“Well,” declared Joe Average Citizen as he stared at his TV and watching anomalously high snowfall rain down on much of the U.S., “I guess global warming is over!” This simple statement, uttered by at least two people within earshot of me in the past two weeks (and likely by countless others in the U.S.) represents several of the mistakes people commonly make regarding global climate change:
- It’s “global climate change,” not global warming – some places may get colder, others warmer, but overall weather patterns – climate – will change.
- Weather and climate are not the same thing
- Cyclic weather extremes (e.g.
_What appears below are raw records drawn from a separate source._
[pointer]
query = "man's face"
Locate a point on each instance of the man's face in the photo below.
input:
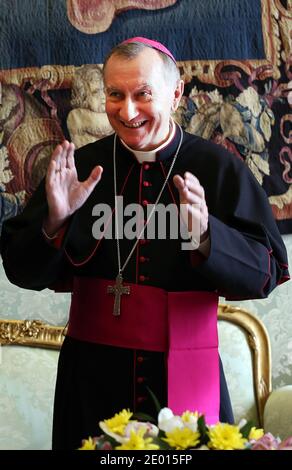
(139, 100)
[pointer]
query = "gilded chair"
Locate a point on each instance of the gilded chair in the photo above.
(28, 365)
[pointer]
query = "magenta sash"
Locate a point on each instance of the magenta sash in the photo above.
(183, 324)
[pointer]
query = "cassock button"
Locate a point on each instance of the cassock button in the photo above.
(141, 399)
(140, 380)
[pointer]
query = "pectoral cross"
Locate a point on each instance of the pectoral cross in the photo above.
(118, 290)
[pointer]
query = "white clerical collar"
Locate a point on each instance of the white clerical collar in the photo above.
(150, 156)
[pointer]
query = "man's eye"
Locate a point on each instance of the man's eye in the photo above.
(114, 94)
(145, 95)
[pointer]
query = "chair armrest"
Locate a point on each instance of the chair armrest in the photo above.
(278, 412)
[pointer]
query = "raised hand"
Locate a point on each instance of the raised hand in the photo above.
(195, 213)
(65, 194)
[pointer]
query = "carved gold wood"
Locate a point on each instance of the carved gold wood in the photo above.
(259, 343)
(38, 334)
(31, 333)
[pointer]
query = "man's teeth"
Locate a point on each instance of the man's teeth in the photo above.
(134, 124)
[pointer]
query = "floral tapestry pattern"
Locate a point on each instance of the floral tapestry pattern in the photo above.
(241, 104)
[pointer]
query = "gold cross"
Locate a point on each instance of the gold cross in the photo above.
(118, 290)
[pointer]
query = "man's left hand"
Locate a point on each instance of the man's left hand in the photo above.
(192, 194)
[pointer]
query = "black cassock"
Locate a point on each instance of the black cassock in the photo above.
(247, 260)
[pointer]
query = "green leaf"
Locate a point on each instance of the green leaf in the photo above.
(245, 430)
(203, 429)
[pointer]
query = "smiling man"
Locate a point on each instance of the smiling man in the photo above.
(143, 315)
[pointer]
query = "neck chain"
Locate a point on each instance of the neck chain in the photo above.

El Nino or La Nina) happen, but what matters are long-term average climate effects ACROSS the globe, and certainly not just in one or another narrow geographic region (e.g. a continent is too small).
Yes, the U.S. has been pummeled by snowfall this year. A few weeks ago, my father noted that Connecticut is 44 inches above its average snowfall number for Jan/Feb. The normal average is less than 10 inches. This is a 400% increase in snow fall.
So is climate change over? Alas, no. A quick search of Google for live climate data yields the NASA Global Surface Temperature Analysis [1]. You can enter in a month of data you want to chart and compare that data to long-term temperature averages. I chose to plot January temperature data for the globe and compare it on a map to average data from 1951-1980. The red spots indicate anomalously HIGH temperatures, the blue spots anomalously LOW temperatures. We see that the U.S. was in quite a cold snap in January, 2011. But Europe was in a hot snap. At their extremes, parts of the U.S. were 4 degrees Celcius below average, and parts of Europe were 4-7 degrees Celcius ABOVE normal. In part of Europe, people might argue the opposite: global climate change is accelerating (if one equates only heating with that change). I watched Swiss students boarding planes to the U.S. to go skiing in January. That’s not the usual trend for skiing this year; in fact, it’s usually quite the other way around.
What’s the message? Don’t mistake weather for climate. Don’t mistake change for warming. Don’t mistake one year’s harsh weather as a clear sign of all future years. Respect science, respect data, and be careful about making personal or political policy statements based on narrow-scope, cherry-picked, short-term data. It’s not the end (the “nend”) of global climate change.